The activity approach was developed in the works of Vershlovsky [17]; for example, “Leaders in Adult Education and Education” tells about the creative legacy of leaders in adult education and to this day determines the development of the methodology and theory of lifelong education. In the work of Petrovsky [18], “Theoretical psychology,” he considers the mental (figurative) nature and, at the same time, “effectiveness” have a productive representation that forms its object. The idea overcomes the opposition of the subjective and the objective (it is quite reasonable to believe that ideas create the world). These inextricably linked characteristics of the idea are “mental imagery” (as comprehension of external and internal reality) and “effectiveness” (as intentionality and productivity)—and determine the role of ideas in the life of a person [19].

One of the theoretical foundations for building a student-centered learning model is the legacy of Rubinstein [20], which combines the methodological (philosophical) principles of the relationship between learning and development, the disclosure of psychological patterns of the formation of individuality, the analysis of epistemological and psychological grounds for designing, and organizing complex educational processes that, on the one hand, ensure the socialization of the individual through learning, and, on the other hand, contribute to its formation as an individual in the dynamics of age development.
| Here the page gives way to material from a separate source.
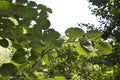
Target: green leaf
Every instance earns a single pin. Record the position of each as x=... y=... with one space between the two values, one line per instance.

For many years, the theoretical legacy of Rubinshtein [21] was not actively used for the development of psychology, as it was considered too abstract and academic. This was the work of only a few students and followers involved in educational psychology. His works are little known to teachers and practitioners of education. They are not included in the conceptual framework for the construction of training programs and innovative projects for the development of educational institutions of various types [22].

Ideas of Rubinshtein, which, in our opinion, are fundamentally important for the design of modern education, are revealed in the problem of the relationship between learning and the mental development of a person as a subject of cognition, activity, and self-development. In the context of this problem, the position of Rubinstein [20] is that “external causes act through internal conditions. Thus, the antithesis between external conditioning and internal development or self-development (self-movement) is removed. It is their internal interconnection that forms the basis for the explanation of all phenomena, including mental ones” [20].

3. Materials and Methods

The relevance of the study is due to the problem of improving the quality of professional training of future pedagogical psychologists, the formation of their creative potential, the readiness to make responsible decisions in their professional field, and the ability for continuous professional self-development. The leading place in the structure of the professional qualities of a given specialist is given to the ability to quickly navigate in the dynamic conditions of pedagogical practice, in other words, to professional orientation [23].

The professional orientation of educational psychologists is expressed, first of all, in the ability to perceive the qualitative diversity of pedagogical reality, to establish in this diversity the essential properties that are important for making balanced psychological and pedagogical decisions. The formation of students’ readiness for professional orientation involves the embodiment of the orientation itself in the educational process: in a certain content of various disciplines, various forms of educational, and extracurricular work, through special pedagogical technologies. This kind of content, forms, and didactic tools are of particular interest for the professional training of students, since their readiness to professionally carry out professional activities, as well as their subjective existence in the process of interacting with other people, largely depends on the quality of the organization of the educational process [24].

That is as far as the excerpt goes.